Named windows for cleaner multi-function queriesDemo this query
SELECT symbol, side, price,
sum(price) OVER ws, avg(price) OVER ws,
sum(amount) OVER ws, sum(price) OVER wt
FROM trades
WINDOW wt AS (ORDER BY timestamp),
ws AS (PARTITION BY symbol, side ORDER BY timestamp);

Window inheritance works too - define a base window and extend it with a frame clause:

Window inheritance with frame clausesDemo this query
SELECT avg(price) OVER w2 FROM trades
WINDOW w1 AS (PARTITION BY symbol ORDER BY timestamp),
w2 AS (w1 ROWS BETWEEN 1 PRECEDING AND CURRENT ROW);

Cleaner queries, less copy-paste, same execution performance.

Read the WINDOW clause documentation


JIT compilation on ARM64

QuestDB's JIT filter compiler now runs natively on ARM64 - Apple Silicon, AWS Graviton, and other aarch64 systems. Previously JIT was x86-only.

Benchmarks on Apple M-series show WHERE clause filters running up to 2x faster with JIT enabled, with OR-predicate filters seeing up to 5x improvement. If you are running QuestDB on Graviton instances or Apple hardware, filters just got significantly faster with zero configuration changes.


Performance highlights

Alongside new SQL features, QuestDB 9.3.3 delivers significant performance improvements:

  • Parquet late materialization - filter columns decode first, remaining columns decode only for matching rows. Up to 2.4x faster on aggregation queries with symbol filters
  • Faster parallel GROUP BY and Top K - unordered page frame collection eliminates head-of-line blocking.

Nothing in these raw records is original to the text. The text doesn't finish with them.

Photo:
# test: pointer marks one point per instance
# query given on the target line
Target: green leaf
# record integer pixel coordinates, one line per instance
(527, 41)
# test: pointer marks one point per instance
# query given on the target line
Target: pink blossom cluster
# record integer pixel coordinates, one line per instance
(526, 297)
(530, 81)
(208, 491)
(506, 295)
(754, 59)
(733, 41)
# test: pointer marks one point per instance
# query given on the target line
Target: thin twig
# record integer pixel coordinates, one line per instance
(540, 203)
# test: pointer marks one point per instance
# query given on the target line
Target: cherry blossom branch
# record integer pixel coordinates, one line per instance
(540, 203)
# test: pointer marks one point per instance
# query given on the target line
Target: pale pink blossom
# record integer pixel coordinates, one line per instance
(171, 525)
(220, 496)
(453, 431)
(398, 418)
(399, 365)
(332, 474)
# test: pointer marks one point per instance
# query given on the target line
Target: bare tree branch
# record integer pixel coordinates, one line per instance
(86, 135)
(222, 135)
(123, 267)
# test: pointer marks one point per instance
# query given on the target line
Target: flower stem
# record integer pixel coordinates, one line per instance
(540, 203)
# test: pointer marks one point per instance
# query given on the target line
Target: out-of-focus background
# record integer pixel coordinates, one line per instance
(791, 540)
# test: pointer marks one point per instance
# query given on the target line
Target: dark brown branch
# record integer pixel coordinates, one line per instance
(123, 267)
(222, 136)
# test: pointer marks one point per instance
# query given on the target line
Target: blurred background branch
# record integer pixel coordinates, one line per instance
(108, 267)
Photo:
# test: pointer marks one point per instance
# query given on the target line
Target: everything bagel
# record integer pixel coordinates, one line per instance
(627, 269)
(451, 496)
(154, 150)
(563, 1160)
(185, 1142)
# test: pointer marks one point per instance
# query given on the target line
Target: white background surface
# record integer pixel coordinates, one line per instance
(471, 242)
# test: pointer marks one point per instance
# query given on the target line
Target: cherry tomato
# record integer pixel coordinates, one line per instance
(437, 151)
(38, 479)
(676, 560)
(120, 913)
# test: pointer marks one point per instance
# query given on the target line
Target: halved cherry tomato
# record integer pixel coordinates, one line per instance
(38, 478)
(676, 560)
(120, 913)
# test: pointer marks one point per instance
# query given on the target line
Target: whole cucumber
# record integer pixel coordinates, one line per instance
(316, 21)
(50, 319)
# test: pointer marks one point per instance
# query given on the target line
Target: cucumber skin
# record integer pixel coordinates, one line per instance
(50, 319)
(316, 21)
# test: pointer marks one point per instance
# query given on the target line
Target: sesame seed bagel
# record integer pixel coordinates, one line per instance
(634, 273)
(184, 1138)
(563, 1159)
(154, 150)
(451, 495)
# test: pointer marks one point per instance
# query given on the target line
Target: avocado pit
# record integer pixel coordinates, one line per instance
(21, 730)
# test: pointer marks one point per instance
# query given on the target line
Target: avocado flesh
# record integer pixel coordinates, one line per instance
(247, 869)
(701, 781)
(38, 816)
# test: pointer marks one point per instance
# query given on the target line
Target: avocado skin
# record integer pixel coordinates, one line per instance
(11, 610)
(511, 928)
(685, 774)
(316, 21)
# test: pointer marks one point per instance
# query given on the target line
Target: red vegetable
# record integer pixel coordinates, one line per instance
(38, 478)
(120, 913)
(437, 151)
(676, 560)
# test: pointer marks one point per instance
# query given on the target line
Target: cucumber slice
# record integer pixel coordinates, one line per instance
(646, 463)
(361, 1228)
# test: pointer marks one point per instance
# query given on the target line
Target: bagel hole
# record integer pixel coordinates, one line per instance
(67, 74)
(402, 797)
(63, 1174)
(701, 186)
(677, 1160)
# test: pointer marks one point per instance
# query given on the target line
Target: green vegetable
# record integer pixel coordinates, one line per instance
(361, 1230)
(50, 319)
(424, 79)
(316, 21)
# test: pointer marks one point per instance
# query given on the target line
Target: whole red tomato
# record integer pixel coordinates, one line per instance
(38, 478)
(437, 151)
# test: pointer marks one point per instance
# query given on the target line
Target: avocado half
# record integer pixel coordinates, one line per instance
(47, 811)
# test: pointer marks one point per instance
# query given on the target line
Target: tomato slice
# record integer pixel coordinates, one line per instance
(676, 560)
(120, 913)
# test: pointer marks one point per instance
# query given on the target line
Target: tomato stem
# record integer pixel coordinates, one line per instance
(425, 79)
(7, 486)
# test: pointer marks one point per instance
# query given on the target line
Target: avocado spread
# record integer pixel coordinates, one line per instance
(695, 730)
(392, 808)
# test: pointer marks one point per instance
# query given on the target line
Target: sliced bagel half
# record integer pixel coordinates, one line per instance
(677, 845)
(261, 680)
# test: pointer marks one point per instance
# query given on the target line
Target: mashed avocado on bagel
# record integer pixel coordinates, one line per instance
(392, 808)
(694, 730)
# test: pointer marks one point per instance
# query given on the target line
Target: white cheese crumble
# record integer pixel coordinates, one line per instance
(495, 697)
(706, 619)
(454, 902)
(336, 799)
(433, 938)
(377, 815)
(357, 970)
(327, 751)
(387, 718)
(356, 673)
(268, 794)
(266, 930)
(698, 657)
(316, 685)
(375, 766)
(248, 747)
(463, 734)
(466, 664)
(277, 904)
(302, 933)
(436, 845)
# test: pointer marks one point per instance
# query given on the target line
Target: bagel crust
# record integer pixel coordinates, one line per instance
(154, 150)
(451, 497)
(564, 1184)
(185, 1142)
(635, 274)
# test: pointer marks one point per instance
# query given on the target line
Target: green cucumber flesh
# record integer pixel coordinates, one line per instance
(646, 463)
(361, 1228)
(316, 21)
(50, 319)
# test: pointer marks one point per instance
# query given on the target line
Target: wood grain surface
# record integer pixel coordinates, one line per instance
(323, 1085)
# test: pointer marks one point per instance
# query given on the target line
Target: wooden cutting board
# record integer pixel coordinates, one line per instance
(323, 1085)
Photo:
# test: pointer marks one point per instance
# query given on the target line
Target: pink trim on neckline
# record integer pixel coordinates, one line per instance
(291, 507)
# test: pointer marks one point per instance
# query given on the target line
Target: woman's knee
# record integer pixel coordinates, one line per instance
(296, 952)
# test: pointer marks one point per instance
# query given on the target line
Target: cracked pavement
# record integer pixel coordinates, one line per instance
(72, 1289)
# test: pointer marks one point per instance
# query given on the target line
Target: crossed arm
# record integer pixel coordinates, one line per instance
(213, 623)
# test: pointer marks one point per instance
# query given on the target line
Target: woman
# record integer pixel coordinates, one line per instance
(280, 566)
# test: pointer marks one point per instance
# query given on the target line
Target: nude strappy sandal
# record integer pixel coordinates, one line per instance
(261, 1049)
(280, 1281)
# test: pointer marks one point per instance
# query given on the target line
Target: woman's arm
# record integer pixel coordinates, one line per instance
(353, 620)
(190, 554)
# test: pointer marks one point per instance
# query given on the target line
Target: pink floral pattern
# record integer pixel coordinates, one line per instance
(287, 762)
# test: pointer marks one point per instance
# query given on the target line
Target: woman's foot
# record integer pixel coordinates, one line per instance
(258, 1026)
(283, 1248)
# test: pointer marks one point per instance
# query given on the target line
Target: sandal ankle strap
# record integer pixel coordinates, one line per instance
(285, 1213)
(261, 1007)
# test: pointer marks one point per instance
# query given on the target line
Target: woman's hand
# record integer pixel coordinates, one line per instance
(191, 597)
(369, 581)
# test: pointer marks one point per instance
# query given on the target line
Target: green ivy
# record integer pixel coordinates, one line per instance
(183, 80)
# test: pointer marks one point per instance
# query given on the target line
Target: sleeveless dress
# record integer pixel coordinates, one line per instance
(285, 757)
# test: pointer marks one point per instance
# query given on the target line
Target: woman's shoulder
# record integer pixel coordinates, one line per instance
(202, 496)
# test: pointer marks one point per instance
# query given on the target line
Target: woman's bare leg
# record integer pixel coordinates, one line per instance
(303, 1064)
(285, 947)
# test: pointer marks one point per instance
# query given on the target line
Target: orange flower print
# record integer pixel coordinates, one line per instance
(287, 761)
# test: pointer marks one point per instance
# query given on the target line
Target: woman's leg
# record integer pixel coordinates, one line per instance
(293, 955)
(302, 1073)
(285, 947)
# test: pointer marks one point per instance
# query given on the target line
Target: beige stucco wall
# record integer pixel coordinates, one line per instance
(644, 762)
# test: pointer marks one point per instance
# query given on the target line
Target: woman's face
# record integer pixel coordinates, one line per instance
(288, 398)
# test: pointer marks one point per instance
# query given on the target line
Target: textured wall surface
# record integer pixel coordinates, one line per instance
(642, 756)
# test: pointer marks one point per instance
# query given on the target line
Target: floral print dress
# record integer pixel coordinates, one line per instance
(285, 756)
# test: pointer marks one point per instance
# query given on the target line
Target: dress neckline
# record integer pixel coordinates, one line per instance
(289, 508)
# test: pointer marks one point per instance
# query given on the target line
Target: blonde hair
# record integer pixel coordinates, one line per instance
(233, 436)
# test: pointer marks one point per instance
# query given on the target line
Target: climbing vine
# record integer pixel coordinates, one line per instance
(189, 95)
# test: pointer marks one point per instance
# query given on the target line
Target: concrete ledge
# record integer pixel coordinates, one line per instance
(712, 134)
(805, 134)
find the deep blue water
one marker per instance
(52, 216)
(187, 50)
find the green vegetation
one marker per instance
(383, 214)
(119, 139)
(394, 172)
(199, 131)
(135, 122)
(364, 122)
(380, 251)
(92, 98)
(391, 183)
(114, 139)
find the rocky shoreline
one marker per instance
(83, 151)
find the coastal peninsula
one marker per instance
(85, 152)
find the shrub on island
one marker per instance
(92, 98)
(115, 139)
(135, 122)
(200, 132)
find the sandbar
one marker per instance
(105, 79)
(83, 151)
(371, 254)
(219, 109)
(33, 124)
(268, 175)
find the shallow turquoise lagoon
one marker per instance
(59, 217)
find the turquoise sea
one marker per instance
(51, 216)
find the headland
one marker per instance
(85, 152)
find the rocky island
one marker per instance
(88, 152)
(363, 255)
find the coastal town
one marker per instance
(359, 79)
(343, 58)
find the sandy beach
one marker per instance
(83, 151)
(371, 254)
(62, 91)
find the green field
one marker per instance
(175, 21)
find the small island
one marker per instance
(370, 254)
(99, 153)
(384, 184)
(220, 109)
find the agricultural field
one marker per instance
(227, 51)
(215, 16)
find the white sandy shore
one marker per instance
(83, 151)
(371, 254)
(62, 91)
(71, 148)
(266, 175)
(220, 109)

At concurrency 8, tail latency (p99) drops 30-44% and latency predictability improves from 2.5-3.6x down to 1.4-1.8x
  • UNION / INTERSECT / EXCEPT pushdown - timestamp filters now push into each branch, enabling per-branch partition pruning
  • ORDER BY materialization - sort keys on computed expressions pre-compute into off-heap buffers, reducing function evaluations from O(N log N) to O(N)
  • CASE WHEN on symbols - string constants resolve to integer keys at init time, comparisons run by integer at runtime

Also in this release

  • array_build() function for constructing arrays with controlled shape and fill
  • File-based secrets for Kubernetes: load passwords from files using the _FILE suffix convention, compatible with K8s Secrets, Docker Secrets, and Vault
  • Security fix: a crafted HTTP request with overflowing chunk size in chunked transfer encoding no longer crashes the server
  • Bugfixes for window joins, FILL(LINEAR), UNION ALL column mismatches, and Parquet export concurrency

That is QuestDB 9.3.3. HORIZON JOIN changes how you do post-trade analysis, twap() gives you a native time-weighted average, and the JIT compiler now covers ARM64. The engine keeps getting faster underneath.

Read the full 9.3.3 release notes

Ready to try it?

docker pull questdb/questdb
docker run -p 9000:9000 -p 8812:8812 questdb/questdb

Try a HORIZON JOIN query first. We think you will see the appeal.